Randomized Phase II Trial of Gemcitabine Plus S-1 Combination Therapy Versus S-1 in Advanced Biliary Tract Cancer: Results of the Japan Clinical Oncology Group Study (JCOG0805)

Abstract

Background: Gemcitabine plus cisplatin combination (GC) therapy is the standard therapy for advanced biliary tract cancer (BTC).
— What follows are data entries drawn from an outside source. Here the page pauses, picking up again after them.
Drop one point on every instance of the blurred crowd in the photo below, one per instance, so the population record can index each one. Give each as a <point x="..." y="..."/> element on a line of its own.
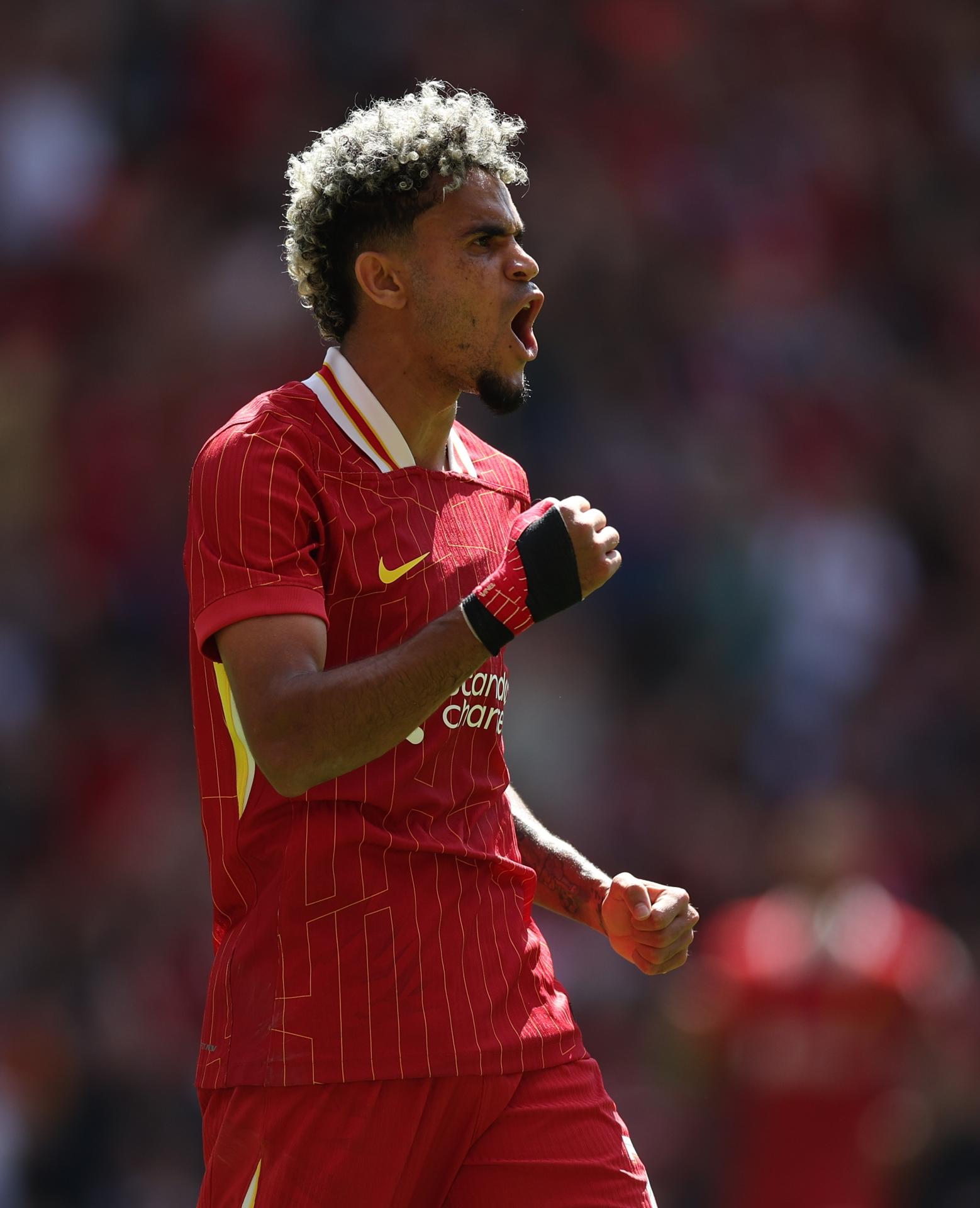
<point x="759" y="235"/>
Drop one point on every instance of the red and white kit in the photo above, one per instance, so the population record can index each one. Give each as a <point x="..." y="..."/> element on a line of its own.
<point x="380" y="926"/>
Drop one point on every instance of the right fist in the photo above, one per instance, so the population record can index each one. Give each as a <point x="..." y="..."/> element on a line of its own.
<point x="594" y="540"/>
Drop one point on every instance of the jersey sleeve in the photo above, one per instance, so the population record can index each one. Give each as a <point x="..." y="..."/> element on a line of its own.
<point x="254" y="530"/>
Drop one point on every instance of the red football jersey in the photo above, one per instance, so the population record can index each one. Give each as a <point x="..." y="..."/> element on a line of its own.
<point x="380" y="926"/>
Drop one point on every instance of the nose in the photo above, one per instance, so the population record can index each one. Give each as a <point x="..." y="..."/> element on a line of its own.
<point x="523" y="267"/>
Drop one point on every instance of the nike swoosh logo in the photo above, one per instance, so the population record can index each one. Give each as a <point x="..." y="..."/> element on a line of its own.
<point x="389" y="576"/>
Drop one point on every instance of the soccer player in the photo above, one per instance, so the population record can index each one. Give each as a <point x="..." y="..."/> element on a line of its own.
<point x="383" y="1025"/>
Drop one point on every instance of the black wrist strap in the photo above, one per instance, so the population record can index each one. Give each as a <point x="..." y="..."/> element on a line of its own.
<point x="550" y="564"/>
<point x="493" y="634"/>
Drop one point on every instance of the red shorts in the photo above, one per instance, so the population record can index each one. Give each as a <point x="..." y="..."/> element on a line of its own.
<point x="548" y="1137"/>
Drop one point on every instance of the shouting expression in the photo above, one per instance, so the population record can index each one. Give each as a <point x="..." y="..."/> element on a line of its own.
<point x="473" y="299"/>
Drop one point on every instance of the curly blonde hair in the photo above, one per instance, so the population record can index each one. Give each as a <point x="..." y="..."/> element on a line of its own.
<point x="371" y="177"/>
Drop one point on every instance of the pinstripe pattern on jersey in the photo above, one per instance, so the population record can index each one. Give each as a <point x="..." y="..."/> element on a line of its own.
<point x="379" y="927"/>
<point x="253" y="1192"/>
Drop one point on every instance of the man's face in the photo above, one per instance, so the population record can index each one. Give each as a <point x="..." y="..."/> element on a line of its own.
<point x="472" y="294"/>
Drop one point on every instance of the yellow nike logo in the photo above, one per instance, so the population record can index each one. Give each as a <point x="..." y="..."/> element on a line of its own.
<point x="389" y="576"/>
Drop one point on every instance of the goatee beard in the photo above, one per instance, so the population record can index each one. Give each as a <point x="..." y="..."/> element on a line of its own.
<point x="502" y="395"/>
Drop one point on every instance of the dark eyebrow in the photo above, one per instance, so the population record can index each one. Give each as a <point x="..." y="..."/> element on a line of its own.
<point x="497" y="228"/>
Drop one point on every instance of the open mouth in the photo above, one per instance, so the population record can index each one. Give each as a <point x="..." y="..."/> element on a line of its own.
<point x="522" y="325"/>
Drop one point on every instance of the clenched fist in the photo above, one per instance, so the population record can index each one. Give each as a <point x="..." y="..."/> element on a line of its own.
<point x="595" y="543"/>
<point x="648" y="924"/>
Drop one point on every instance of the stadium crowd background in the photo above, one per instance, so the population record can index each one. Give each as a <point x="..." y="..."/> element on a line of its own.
<point x="759" y="241"/>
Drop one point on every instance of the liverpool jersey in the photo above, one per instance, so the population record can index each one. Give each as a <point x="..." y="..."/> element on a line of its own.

In previous trials, gemcitabine plus S-1 combination (GS) therapy and S-1 mono-therapy had shown considerable efficacy in patients with BTC. The aim of this trial is to evaluate the efficacy and safety of the two regimens and to determine which is more promising as a test arm regimen for a subsequent phase III trial. Methods: Chemotherapy-naive patients with recurrent or unresectable BTC (gallbladder [GB], intrahepatic biliary duct [IHBD], extrahepatic biliary duct [EHBD], ampulla of Vater [AV]), an ECOG PS of 0-1, and adequate organ function were randomly assigned to receive GS (gemcitabine: 1000 mg/m 2, i.v., days 1 and 8; S-1: 60 mg/m 2, p.o., days 1-14, every 3 weeks) or S-1 (80 mg/m 2, p.o., days 1-28, every 6 weeks). We assumed that the percentage of 1-year survival of one regimen is 30 and that of the other regimen is more than 40. To ensure at least 85% probability of correct selection, 98 eligible patients are required. The decision rule was that the regimen with higher percentage of 1-year survival will be considered as more promising regimen. Results: From February 2009 to April 2010, 101 patients (GB, n = 38; IHBD, n = 35; EHBD, n = 20; AV, n = 8) were randomized (GS, n = 51; S-1, n = 50). For the GS arm and S-1 arm, the percenatge of 1-year survival was 52.9% and 40.0%, the median survival time were 12.5 and 9.0 months (hazard ratio 0.86 [95% CI 0.54-1.36]; P = 0.52), and the median progression-free survival time were 7.1 and 4.2 months (0.44 [0.29-0.67]; P < 0.0001). Grade 3/4 hematological toxic effects were more frequent in the GS arm than in the S-1 arm (percentage in GS/S-1 arms): neutropenia, 60.8/4.0; leukocytopenia, 29.4/2.0; hemoglobin, 11.8/4.0; and thrombocytopenia, 11.8/4.0, respectively. Although two treatment-related deaths occurred in the GS arm (pneumonitis, acute myocardial infarction), other grade 3/4 non-hematological toxic effects were infrequent and reversible in both arms. Conclusions: The GS arm was superior in the percentage of 1-year survival to S-1. Here we consider GS to be more promising as the test arm for a subsequent phase III trial comparing with GC.